# Credit Card Default Prediction – Final Project Report


## Dataset Overview
- Source: From UCI ML Repository, link: https://archive.ics.uci.edu/dataset/350/default+of+credit+card+clients
- Instances: 30,000 credit card clients
- Target: Whether a client defaults on payment in the next month (target: 1 = Yes, 0 = No)

## Objective
To build a classification model that accurately predicts if a credit card customer will default in the following month, based on historical billing and payment data, demographics, and repayment status.

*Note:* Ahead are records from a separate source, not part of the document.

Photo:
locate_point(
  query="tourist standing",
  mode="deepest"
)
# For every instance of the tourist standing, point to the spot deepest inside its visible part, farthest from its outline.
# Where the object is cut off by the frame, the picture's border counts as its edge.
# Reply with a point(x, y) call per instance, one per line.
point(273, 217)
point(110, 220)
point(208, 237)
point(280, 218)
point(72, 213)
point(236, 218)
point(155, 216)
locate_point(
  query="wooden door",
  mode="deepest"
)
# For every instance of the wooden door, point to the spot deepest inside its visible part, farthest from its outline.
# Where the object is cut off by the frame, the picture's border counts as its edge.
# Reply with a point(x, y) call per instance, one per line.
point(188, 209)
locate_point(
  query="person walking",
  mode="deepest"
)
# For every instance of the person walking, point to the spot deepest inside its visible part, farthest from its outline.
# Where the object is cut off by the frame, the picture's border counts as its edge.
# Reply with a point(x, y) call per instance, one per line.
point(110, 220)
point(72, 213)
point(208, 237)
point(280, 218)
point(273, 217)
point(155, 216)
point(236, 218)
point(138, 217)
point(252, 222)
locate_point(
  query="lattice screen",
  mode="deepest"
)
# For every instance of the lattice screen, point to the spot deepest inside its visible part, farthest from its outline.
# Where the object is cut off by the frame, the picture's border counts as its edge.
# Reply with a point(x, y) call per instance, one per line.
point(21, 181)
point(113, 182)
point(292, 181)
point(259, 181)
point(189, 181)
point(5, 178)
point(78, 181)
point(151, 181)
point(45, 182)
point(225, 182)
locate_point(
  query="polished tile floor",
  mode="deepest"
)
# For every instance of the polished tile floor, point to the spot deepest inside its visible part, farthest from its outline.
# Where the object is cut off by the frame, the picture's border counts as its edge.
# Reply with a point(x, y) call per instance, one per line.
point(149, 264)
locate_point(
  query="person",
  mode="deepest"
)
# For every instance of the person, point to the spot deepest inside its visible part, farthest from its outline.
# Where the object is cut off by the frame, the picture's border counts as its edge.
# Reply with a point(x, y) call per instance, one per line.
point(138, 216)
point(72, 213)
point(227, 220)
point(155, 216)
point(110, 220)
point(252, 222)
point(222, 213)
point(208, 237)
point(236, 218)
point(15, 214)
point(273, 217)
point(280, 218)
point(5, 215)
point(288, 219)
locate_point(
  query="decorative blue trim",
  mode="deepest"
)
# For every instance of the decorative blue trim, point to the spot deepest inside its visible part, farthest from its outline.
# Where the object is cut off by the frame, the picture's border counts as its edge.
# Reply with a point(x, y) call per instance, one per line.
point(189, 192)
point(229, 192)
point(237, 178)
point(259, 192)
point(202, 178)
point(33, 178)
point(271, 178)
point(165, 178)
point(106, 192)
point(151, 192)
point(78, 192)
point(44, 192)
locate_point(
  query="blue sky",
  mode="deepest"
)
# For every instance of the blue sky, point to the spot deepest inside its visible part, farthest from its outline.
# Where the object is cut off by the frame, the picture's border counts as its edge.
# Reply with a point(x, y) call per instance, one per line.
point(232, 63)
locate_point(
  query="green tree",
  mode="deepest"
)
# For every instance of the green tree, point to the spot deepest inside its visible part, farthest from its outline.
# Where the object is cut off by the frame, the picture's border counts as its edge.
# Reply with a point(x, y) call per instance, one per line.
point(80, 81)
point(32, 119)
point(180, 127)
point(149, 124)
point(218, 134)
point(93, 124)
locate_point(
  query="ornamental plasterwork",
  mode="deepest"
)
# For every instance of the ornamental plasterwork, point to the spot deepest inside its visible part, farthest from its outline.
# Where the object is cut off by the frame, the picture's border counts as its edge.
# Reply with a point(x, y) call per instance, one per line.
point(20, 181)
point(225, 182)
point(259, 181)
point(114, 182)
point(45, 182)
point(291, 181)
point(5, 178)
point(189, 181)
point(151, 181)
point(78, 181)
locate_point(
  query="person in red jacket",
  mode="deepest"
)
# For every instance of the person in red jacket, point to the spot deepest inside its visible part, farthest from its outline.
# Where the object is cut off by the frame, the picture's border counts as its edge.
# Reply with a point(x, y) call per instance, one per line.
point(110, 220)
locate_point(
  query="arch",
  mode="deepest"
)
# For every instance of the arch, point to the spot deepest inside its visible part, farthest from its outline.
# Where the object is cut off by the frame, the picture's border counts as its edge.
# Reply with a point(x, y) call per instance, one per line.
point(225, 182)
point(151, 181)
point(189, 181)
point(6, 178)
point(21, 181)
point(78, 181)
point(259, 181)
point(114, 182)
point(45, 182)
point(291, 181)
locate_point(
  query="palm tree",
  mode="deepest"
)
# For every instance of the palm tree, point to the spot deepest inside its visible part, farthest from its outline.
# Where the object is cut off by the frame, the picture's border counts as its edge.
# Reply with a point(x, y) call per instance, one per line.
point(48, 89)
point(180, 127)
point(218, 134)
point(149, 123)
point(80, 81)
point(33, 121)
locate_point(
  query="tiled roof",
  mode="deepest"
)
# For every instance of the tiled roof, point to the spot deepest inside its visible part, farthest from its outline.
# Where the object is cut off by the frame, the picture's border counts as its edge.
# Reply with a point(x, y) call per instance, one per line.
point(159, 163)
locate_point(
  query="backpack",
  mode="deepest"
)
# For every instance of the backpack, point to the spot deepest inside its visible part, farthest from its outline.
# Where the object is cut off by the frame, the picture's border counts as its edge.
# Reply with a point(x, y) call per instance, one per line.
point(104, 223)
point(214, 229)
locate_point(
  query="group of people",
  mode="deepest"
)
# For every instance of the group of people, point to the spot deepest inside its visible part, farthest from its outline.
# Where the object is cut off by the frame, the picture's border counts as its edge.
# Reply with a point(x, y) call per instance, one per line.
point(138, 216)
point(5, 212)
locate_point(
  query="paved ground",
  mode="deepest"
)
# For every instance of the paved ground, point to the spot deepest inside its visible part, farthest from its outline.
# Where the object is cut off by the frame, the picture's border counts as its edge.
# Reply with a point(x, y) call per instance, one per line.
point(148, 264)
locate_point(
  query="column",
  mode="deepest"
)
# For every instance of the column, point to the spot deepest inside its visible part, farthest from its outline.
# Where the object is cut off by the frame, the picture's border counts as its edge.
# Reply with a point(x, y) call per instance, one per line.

## Exploratory Data Analysis (EDA)

### Key Steps Taken
- Renamed columns for clarity (PAY_0 → SEP_PAY, etc.)
- Created new features: total_bill, total_payment (later dropped for modeling)
- Examined default distribution:

    - No: 23,364 (77.88%)
    - Yes: 6,636 (22.12%) → Class Imbalance

## Univariate & Bivariate Insights
- Most bill and payment variables showed positive skewness
- Repayment status (PAY_*) was moderately positively correlated with defaulting
- Payment amounts and credit limit had negative correlation with defaults

## Correlation Analysis
Strongest positive correlations with default:
- SEP_PAY: 0.29
- AUG_PAY: 0.23

Strongest negative correlations:
- LIMIT_BAL: -0.15
- SEP_PAYMENT: -0.14

## Data Preprocessing
- Handled outliers using IQR capping
- Addressed skewness via transformations using Power Transformer
- One-hot encoding applied to EDUCATION and MARRIAGE
- Final selected features using selectKbest: 'LIMIT_BAL', 'SEX', 'SEP_PAY', 'AUG_PAY', 'JUL_PAY', 'JUN_PAY',
'MAY_PAY', 'APR_PAY', 'SEP_BILL', 'AUG_BILL', 'JUL_BILL', 'JUN_BILL',
'SEP_PAYMENT', 'AUG_PAYMENT', 'JUL_PAYMENT', 'JUN_PAYMENT',
'MAY_PAYMENT', 'APR_PAYMENT', 'EDUCATION_HIGH_SCHOOL',
'EDUCATION_OTHERS', 'EDUCATION_PG', 'EDUCATION_UG', 
'MARRIAGE_MARRIED', 'MARRIAGE_SINGLE'


## Model Building & Hyperparameter Tuning
| Model               | Accuracy | Precision | Recall | F1-score |
| ------------------- | -------- | --------- | ------ | -------- |
| Logistic Regression | 0.68     | 0.69      | 0.68   | 0.68     |
| Decision Tree       | 0.82     | 0.81      | 0.83   | 0.82     |
| **Random Forest**   | **0.88** | **0.93**  | 0.83   | 0.88     |
| AdaBoost            | 0.86     | 0.93      | 0.78   | 0.85     |
| Gradient Boosting   | 0.87     | 0.94      | 0.80   | 0.86     |


 Best model after tuning: Random Forest Classifier



## Evaluation on Test Set


### Accuracy: ~88%



## Pipeline Deployment

- Created a pipeline using StandardScaler + RandomForestClassifier
- Saved using joblib
- Loaded to predict new unseen data
- Prediction possible using a single-line input array matching selected features



## Final Inferences
- Customers with high PAY_* values (delays in repayment) were more likely to default.
- Higher credit limits and higher repayment amounts correlated with lower default risk.
- Skewed data and class imbalance were handled to enhance model robustness.
- Random Forest outperformed other classifiers in terms of precision and balance between recall and accuracy.
- The pipeline is reusable and deployable for real-time prediction.